Copy this file to your *inputs* folder and then download the partition-function files with this shell command:

```
wget -i partition_function_data.txt
```

Now we need to format the ExoMol partition function files into the right format for ``Pyrat Bay``.  For that run this shell commands:

```shell
pbay -pf exomol 1H2-16O__POKAZATEL.pf
pbay -pf exomol 1H-12C-14N__Harris.pf 1H-13C-14N__Larner.pf
pbay -pf exomol 12C2-1H2__aCeTY.pf
pbay -pf exomol 46Ti-16O__Toto.pf 47Ti-16O__Toto.pf 48Ti-16O__Toto.pf 49Ti-16O__Toto.pf 50Ti-16O__Toto.pf
pbay -pf exomol 51V-16O__VOMYT.pf
```

For the other molecules, we will use the HITRAN partition functions (Gamache et al. [2017](https://ui.adsabs.harvard.edu/abs/2017JQSRT.203...70G), [2021](https://ui.adsabs.harvard.edu/abs/2021JQSRT.27107713G)), which are readily availabel in ``Pyrat Bay`` (no need to download files).  To generate the partition function run the following shell commands:

```shell
pbay -pf tips CO
pbay -pf tips CO2
pbay -pf tips CH4
pbay -pf tips NH3 as_exomol
```

Note that for NH3 we are using the HITRAN partition functions for the ExoMol line list (because this partition function samples up to 6000K, which we need for atmospheres of ultra-hot Jupiters).  Thus the `as_exomol` argument makes the ouput file to label the isotope names as in the ExoMol format.

---


## 3. TLI Files

Now we have all the needed inputs.  Lets return to our root directory (the one containing the `inputs/` folder).

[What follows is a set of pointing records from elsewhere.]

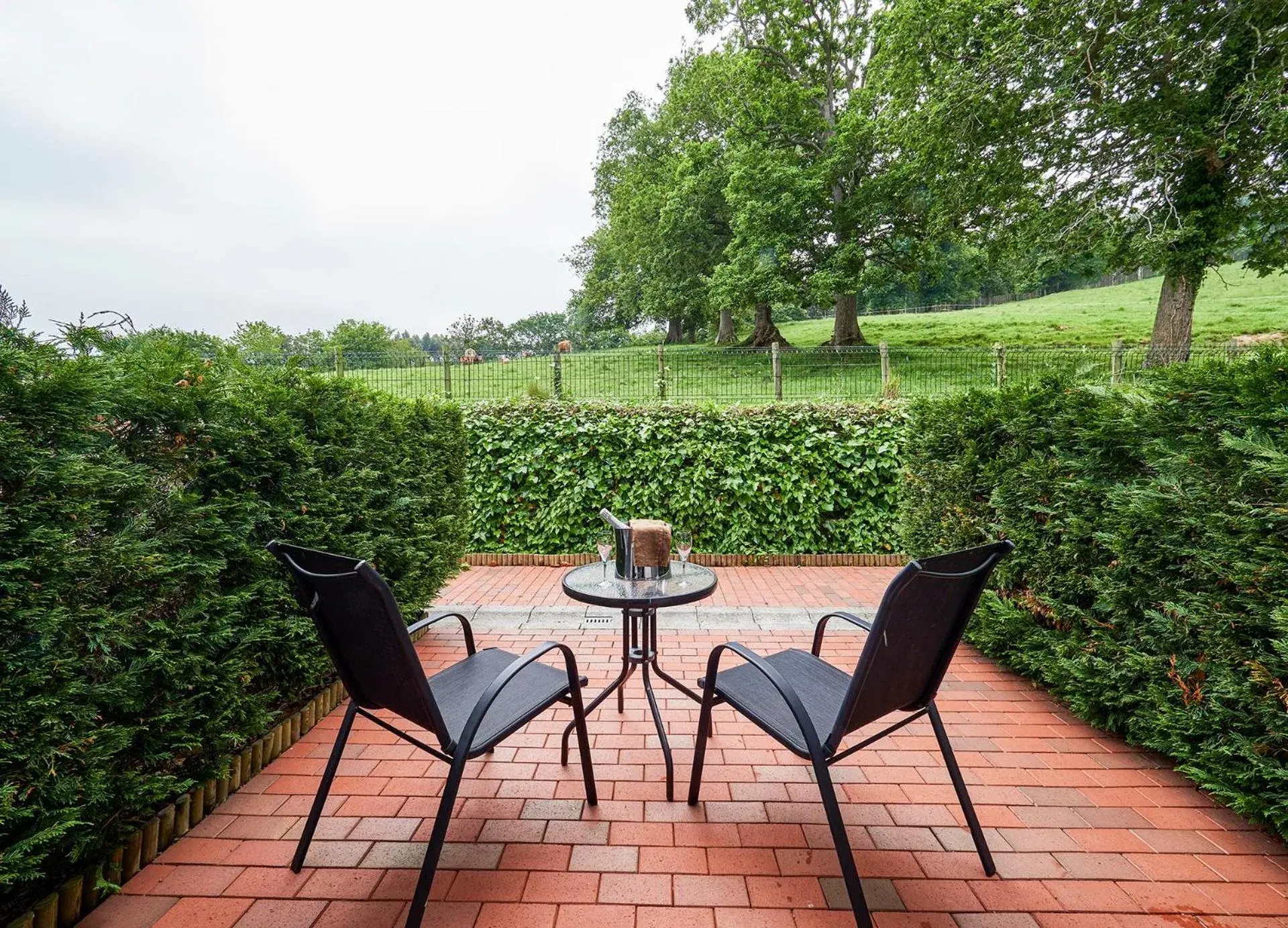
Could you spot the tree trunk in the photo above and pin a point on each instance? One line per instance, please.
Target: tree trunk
(765, 333)
(724, 335)
(1171, 339)
(845, 330)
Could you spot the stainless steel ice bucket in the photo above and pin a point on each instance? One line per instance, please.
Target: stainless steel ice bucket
(625, 559)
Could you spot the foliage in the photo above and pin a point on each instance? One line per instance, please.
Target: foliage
(1233, 302)
(1153, 127)
(660, 183)
(1149, 585)
(778, 479)
(145, 632)
(259, 339)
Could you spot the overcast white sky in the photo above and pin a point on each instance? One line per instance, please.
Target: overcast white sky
(200, 164)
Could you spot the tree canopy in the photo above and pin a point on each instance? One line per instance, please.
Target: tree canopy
(849, 154)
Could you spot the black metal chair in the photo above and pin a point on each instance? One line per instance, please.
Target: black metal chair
(794, 695)
(469, 707)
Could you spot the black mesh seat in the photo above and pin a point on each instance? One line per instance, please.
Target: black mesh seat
(467, 707)
(820, 687)
(459, 688)
(810, 707)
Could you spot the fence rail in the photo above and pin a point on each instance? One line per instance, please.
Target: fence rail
(733, 375)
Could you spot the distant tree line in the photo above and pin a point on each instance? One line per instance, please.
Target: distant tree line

The next step is to format the line-list and partition-function input data into the format for use in `Pyrat Bay`, these are called transmission line information (TLI) files.

Here below is the H2O/Exomol configuration files that run this step, for example:

<details>
<summary>File: [tli_exomol_H2O_pokazatel.cfg](tli_exomol_H2O_pokazatel.cfg)</summary>

```ini
[pyrat]

# run mode, select from: [tli atmosphere spectrum opacity radeq retrieval]
runmode = tli

# Output file:
logfile = Exomol_H2O_0.24-33.0um.log

# List of line-transtion databases:
dblist = inputs/H2O_exomol_pokazatel_0.24-500.0um_100-3500K_threshold_0.01_lbl.dat

# Type of line-transition database, select from: [hitran exomol repack]
dbtype = repack
# List of partition functions for each database:
pflist = inputs/PF_exomol_H2O.dat

# Wavelength ranges:
wllow = 0.24 um
wlhigh = 33.0 um

# Verbosity level [1--5]:
verb = 2
```
</details>

A couple of things to note:

- The configuration file indicates the wavelength range to consider. Best practice is to include the full wavelength range available from the line list.  That way you can create a single TLI file that you can use for all of your future projects.  In [Step 4](#4.-sample-cross-sections) you will have the option to fine tune the wavelength range for specific projects.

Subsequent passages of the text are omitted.